Friday, September 10, 2010

Pharmalot: Killing Snakes with Bad Tylenol


Pharmalot has a great suggestion for the J&J CEO to turn the recent recalls into a win-win.

Ed Silverman in his September 8th blog titled, Snake in the Grass, J&J Can Recoup Tylenol Losses, has come up with a novel way to turn this bad situation by donating the recalled Tylenol to the U.S. military for “a perfectly good cause”.

Apparently the U.S. military has come up with a solution for their invasive brown tree snake problem at their naval base in Guam. They have discovered that snakes die when they consume acetaminophen. They now are proposing dropping mice fed with acetaminophen from a helicopter into the jungles surrounding the base…

As Mr. Silverman so eloquently elaborates:

Snakes, after all, do not care if their Tylenol smells musty or contains metallic flecks. Grind ‘em up, feed ‘em to the mice, drop the mice in the jungle and, voila, no snakes. And for Weldon, no embarrassing trips to the landfill.

“The discovery that snakes will die when they eat acetaminophen was a huge step forward,” Anne Brooke, conservation resources program manager for Naval Facilities Command Marianas, tells Stars and Stripes “The problem was how you get the snakes to eat it.”

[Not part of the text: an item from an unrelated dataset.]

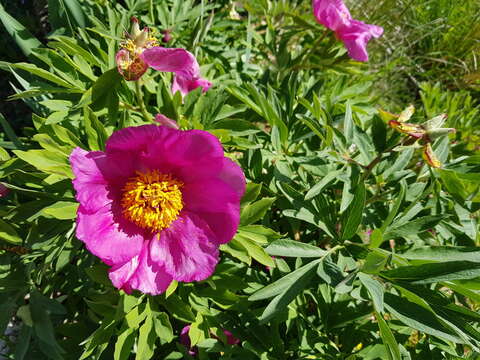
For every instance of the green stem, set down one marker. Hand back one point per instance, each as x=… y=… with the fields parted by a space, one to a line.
x=138 y=91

Putting Guam aside for a moment, this could be the public relations coup that Weldon so desperately needs. Rather than sheepishly dispose of millions of Tylenol tabs in the middle of the night, he and his new quality control team can be photographed proudly donating the poorly made goods to an effort that serves vital US interests. And best of all - J&J may be able to realize a tax break in the process. How’s that for leadership possibilities?

I guess if you are the CEO of J&J you have to take the lampooning when under your watch, your company so thoroughly botches quality control and the subsequent attempt to cover its tracks from the consumer and the government.

Clearly the entire situation is a cautionary tale for the entire supply chain. Thankfully for all, the only fatalities to this recall, other than some careers and stock portfolios, will be to the population of the brown tree snake in Guam.